PADANG – Kepolisian Daerah Sumatera Barat melalui Direktorat Lalu Lintas (Ditlantas) Polda Sumbar menghadirkan layanan khusus registrasi dan identifikasi (regident) kendaraan bermotor bagi warga terdampak bencana.
Layanan tersebut diperuntukkan bagi pemilik kendaraan yang mengalami kerusakan maupun kehilangan dokumen kendaraan akibat bencana alam. Hal ini bertujuan memberikan kepastian hukum atas kepemilikan kendaraan sekaligus meringankan beban administrasi masyarakat di masa pemulihan.
Direktur Lalu Lintas Polda Sumbar, Kombes M. Reza Chairul Akbar Sidiq, didampingi Kasi BPKB Ditlantas Kompol Awaludin Puhi, menyampaikan bahwa pelayanan regident ini dilaksanakan secara khusus dengan mekanisme yang lebih sederhana dan cepat, namun tetap berpedoman pada ketentuan peraturan perundang-undangan yang berlaku.
“Langkah ini diambil agar masyarakat yang terdampak bencana tidak semakin terbebani oleh prosedur administrasi yang rumit,” ujar Awaludin, Selasa (3/2).
Dikatakan, pelayanan regident kendaraan bermotor mencakup penggantian dokumen kendaraan yang rusak atau hilang akibat bencana, dengan pendampingan langsung dari petugas Ditlantas Polda Sumbar.
Saat ini, fokus layanan diarahkan pada penggantian Buku Pemilik Kendaraan Bermotor (BPKB).
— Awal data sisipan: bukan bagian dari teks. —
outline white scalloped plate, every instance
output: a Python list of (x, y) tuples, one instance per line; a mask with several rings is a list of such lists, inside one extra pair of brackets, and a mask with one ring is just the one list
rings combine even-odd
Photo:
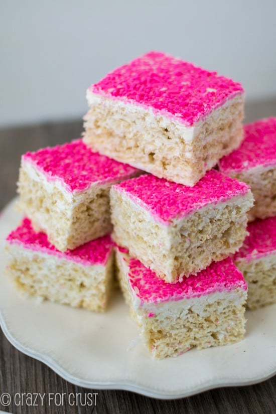
[(20, 351), (80, 386), (162, 398), (249, 385), (276, 373), (276, 305), (247, 313), (240, 342), (156, 361), (139, 341), (119, 294), (105, 314), (22, 299), (4, 274), (4, 240), (21, 219), (14, 203), (0, 218), (0, 323)]

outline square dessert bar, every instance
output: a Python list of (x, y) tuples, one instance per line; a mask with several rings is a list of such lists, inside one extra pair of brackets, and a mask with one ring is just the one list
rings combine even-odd
[(234, 256), (248, 285), (247, 307), (276, 303), (276, 217), (249, 223), (249, 235)]
[(59, 250), (110, 233), (112, 184), (139, 172), (88, 148), (81, 140), (23, 156), (19, 209)]
[(243, 339), (247, 285), (230, 258), (171, 285), (127, 251), (115, 250), (122, 290), (153, 356), (176, 356), (195, 347)]
[(276, 215), (276, 117), (244, 126), (245, 140), (222, 158), (220, 170), (248, 184), (255, 200), (249, 220)]
[(24, 295), (90, 311), (104, 311), (113, 278), (109, 235), (62, 252), (29, 219), (8, 236), (7, 272)]
[(151, 52), (87, 90), (84, 142), (160, 178), (193, 186), (243, 137), (239, 83)]
[(253, 198), (244, 183), (212, 170), (193, 187), (142, 175), (113, 186), (110, 204), (115, 242), (175, 283), (238, 250)]

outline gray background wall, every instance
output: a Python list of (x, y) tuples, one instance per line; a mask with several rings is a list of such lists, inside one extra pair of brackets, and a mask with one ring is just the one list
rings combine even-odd
[(90, 84), (153, 49), (276, 97), (275, 15), (273, 0), (1, 0), (0, 126), (79, 117)]

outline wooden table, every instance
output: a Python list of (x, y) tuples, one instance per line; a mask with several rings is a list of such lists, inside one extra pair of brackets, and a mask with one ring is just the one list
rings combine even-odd
[[(246, 113), (248, 122), (275, 115), (276, 100), (248, 105)], [(71, 141), (78, 137), (81, 130), (81, 120), (0, 130), (0, 209), (15, 195), (22, 154)], [(4, 392), (12, 395), (17, 392), (65, 392), (67, 395), (72, 392), (81, 393), (84, 398), (85, 393), (90, 391), (66, 382), (46, 365), (19, 352), (10, 344), (0, 330), (0, 395)], [(220, 388), (170, 401), (154, 399), (124, 391), (92, 392), (98, 392), (97, 405), (92, 407), (71, 406), (65, 399), (63, 406), (16, 406), (13, 403), (5, 407), (0, 404), (0, 411), (14, 414), (276, 412), (276, 376), (251, 386)]]

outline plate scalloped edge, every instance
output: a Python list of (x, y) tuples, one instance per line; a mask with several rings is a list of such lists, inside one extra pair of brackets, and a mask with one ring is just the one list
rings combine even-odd
[(220, 388), (221, 387), (231, 387), (231, 386), (245, 386), (246, 385), (251, 385), (254, 384), (257, 384), (270, 378), (273, 377), (276, 374), (276, 364), (272, 365), (271, 367), (271, 371), (268, 371), (267, 373), (261, 377), (257, 377), (255, 378), (248, 378), (246, 381), (242, 380), (240, 383), (236, 381), (236, 380), (233, 380), (231, 378), (228, 378), (225, 377), (224, 380), (222, 380), (221, 377), (217, 378), (216, 380), (214, 379), (213, 381), (210, 381), (208, 384), (205, 383), (204, 386), (200, 388), (198, 386), (195, 386), (194, 389), (191, 389), (189, 391), (183, 392), (181, 394), (179, 393), (173, 394), (165, 395), (163, 393), (160, 393), (153, 388), (150, 390), (149, 388), (143, 388), (142, 386), (137, 386), (135, 384), (131, 384), (129, 382), (126, 383), (119, 383), (118, 382), (104, 382), (102, 383), (92, 383), (89, 381), (80, 379), (73, 375), (71, 375), (66, 372), (65, 370), (60, 366), (57, 361), (55, 361), (52, 358), (47, 357), (43, 354), (40, 354), (38, 352), (34, 352), (27, 347), (25, 346), (21, 343), (18, 342), (16, 339), (10, 335), (9, 330), (7, 329), (2, 312), (0, 311), (0, 326), (2, 329), (3, 333), (9, 342), (18, 349), (20, 352), (27, 355), (28, 356), (34, 358), (35, 359), (40, 361), (41, 362), (45, 364), (49, 368), (52, 369), (58, 375), (68, 381), (71, 383), (80, 387), (83, 387), (86, 388), (96, 388), (96, 389), (118, 389), (125, 391), (130, 391), (133, 392), (136, 392), (146, 396), (151, 397), (152, 398), (160, 398), (162, 399), (174, 399), (176, 398), (185, 398), (186, 397), (191, 396), (195, 394), (204, 392), (211, 389), (214, 389), (217, 388)]

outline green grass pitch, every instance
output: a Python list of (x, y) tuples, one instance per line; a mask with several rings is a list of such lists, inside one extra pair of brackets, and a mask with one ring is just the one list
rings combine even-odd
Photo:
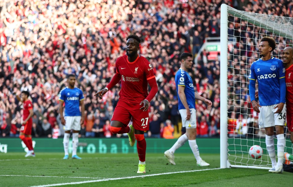
[[(192, 154), (175, 154), (176, 165), (163, 153), (147, 153), (146, 173), (136, 173), (134, 153), (80, 154), (63, 160), (60, 153), (0, 154), (0, 186), (292, 186), (293, 174), (267, 170), (219, 169), (219, 154), (201, 154), (211, 165), (197, 166)], [(276, 185), (277, 185), (276, 186)]]

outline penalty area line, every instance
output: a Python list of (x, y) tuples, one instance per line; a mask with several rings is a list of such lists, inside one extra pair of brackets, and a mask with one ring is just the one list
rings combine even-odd
[(191, 171), (177, 171), (176, 172), (169, 172), (168, 173), (158, 173), (157, 174), (152, 174), (149, 175), (138, 175), (136, 176), (132, 176), (131, 177), (120, 177), (119, 178), (105, 178), (103, 179), (100, 179), (97, 180), (92, 180), (91, 181), (81, 181), (80, 182), (67, 182), (66, 183), (60, 183), (59, 184), (52, 184), (45, 185), (39, 185), (38, 186), (32, 186), (31, 187), (49, 187), (49, 186), (62, 186), (63, 185), (74, 185), (75, 184), (85, 184), (86, 183), (90, 183), (92, 182), (101, 182), (102, 181), (114, 181), (116, 180), (120, 180), (123, 179), (127, 179), (129, 178), (141, 178), (142, 177), (152, 177), (153, 176), (157, 176), (158, 175), (168, 175), (172, 174), (175, 174), (176, 173), (190, 173), (191, 172), (196, 172), (197, 171), (208, 171), (209, 170), (215, 170), (220, 169), (220, 168), (214, 168), (212, 169), (206, 169), (203, 170), (192, 170)]

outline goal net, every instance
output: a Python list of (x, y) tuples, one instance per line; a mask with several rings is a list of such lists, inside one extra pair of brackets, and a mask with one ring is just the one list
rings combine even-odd
[[(250, 103), (248, 77), (252, 62), (259, 58), (262, 37), (275, 39), (273, 54), (278, 58), (281, 59), (285, 47), (292, 46), (293, 18), (240, 11), (224, 4), (221, 9), (221, 167), (271, 168), (265, 130), (259, 128), (258, 114)], [(257, 84), (256, 87), (257, 90)], [(291, 154), (289, 133), (287, 127), (284, 130), (285, 151)], [(262, 148), (260, 159), (248, 154), (253, 145)]]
Dalam situasi darurat pascabencana, pemohon tidak diwajibkan melengkapi seluruh persyaratan sebagaimana prosedur normal.
“Untuk pengurusan BPKB hilang, masyarakat cukup membawa identitas diri serta surat keterangan terdampak bencana dari desa atau kelurahan,” katanya.
Sementara itu, bagi pemohon dengan BPKB rusak, diwajibkan menyerahkan BPKB yang rusak disertai hasil cek fisik kendaraan, kemudian seluruh berkas diproses langsung oleh petugas.